Hay que imaginar por un instante la impresión que debía de causar a aquellos enfermos de ergotismo la promesa de estas tablas. Tras haberse visto reflejados en el cuerpo leproso del crucificado, espantados ante la visión exacta de su propio dolor, de pronto la imagen se daba la vuelta y ofrecía música, nacimiento, luz, las manos llagadas del hijo del hombre dibujando la circunferencia del halo, por fin la plenitud. Nosotros vivimos ahora rodeados de imágenes, en un constante bombardeo de videos y fotografías en los que se mezclan sin jerarquía la muerte, el sexo, la guerra, el odio, la imbecilidad o la felicidad prefabricada. Las imágenes ya no tienen ningún significado. Al mismo tiempo –y quizá haya ahí un atisbo de esperanza– el signo de la imagen se ha emancipado como se emancipó en el Renacimiento el signo de la letra. Pero ahora estamos aún en plena metástasis, en la corrosión de la iconodulia creada por el catolicismo en Occidente. En tiempos de Grünewald, en cambio, las imágenes eran escasísimas y estaban férreamente controladas por la Iglesia. Contemplar el políptico de Isenheim era para los fieles de entonces una experiencia de abyección y gracia que a nosotros nos está vedada. 

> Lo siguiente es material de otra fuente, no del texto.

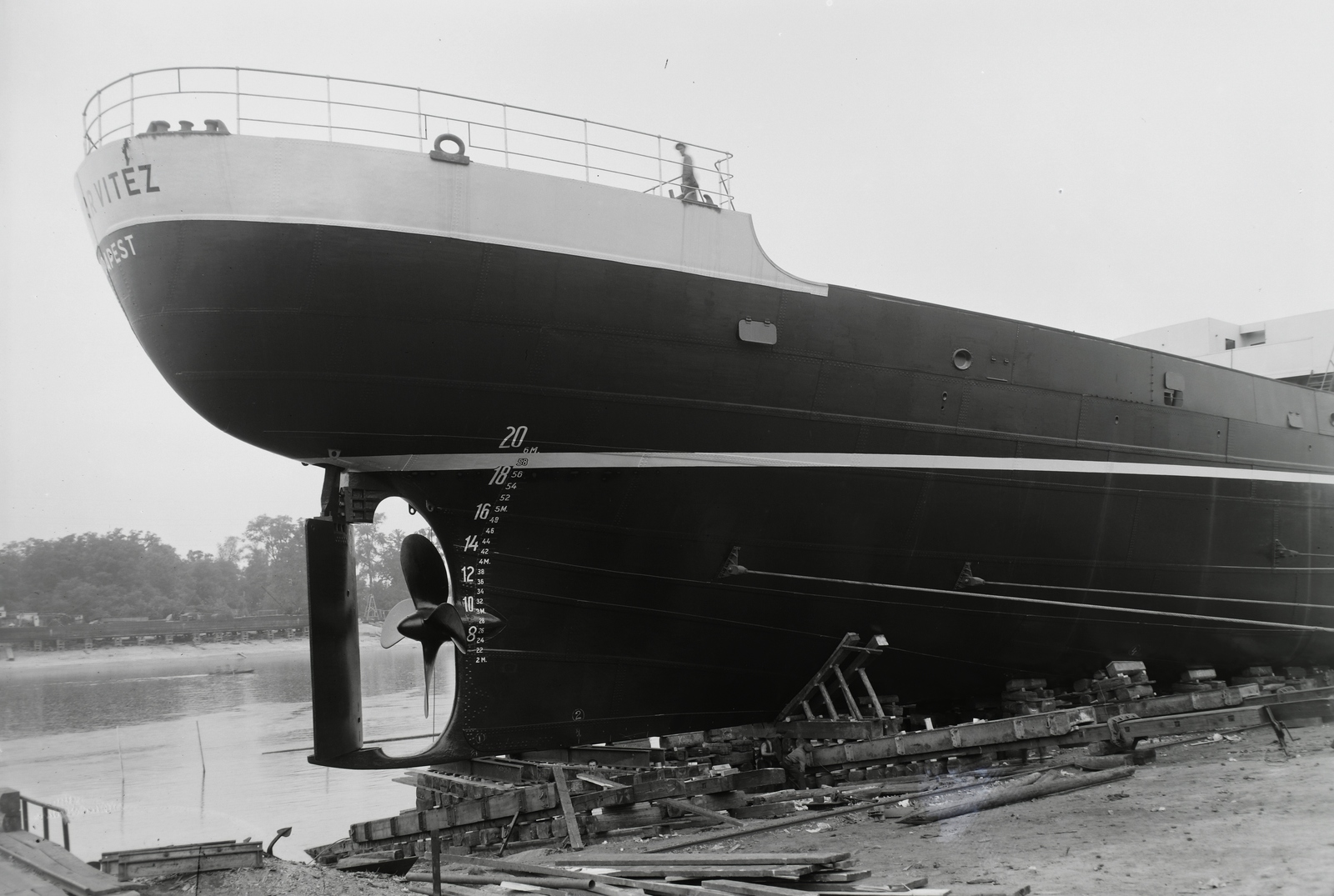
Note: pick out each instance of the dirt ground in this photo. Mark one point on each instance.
(1233, 816)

El pintor del retablo no se llamaba en realidad Grünewald, nombre adoptado, como tantas veces ocurre en el arte antiguo, por una confusión. Quizá su verdadero nombre fue Mathias Godhart Nithard, descrito por un cronista de la época como un borracho alborotador. Pero qué más da. El anonimato de los siglos previos al individualismo y la pasión subjetiva es un bálsamo para nosotros. Como decía Rilke, el verdadero arte surge de un puro centro anónimo. Qué alivio saber tan poco de Shakespeare, de Cervantes, qué bien están ahí escondidos entre sus personajes, burlándose de nuestra ansiedad biográfica. Como hizo Orson Welles en su ensayo fílmico F for Fake (1973), Ramón Andrés, al final de su opúsculo, rinde homenaje a esos artesanos desdibujados, de los que apenas se sabe nada y a los que denomina, con hermosa propiedad, “los no llamados por su nombre, los conjeturados”.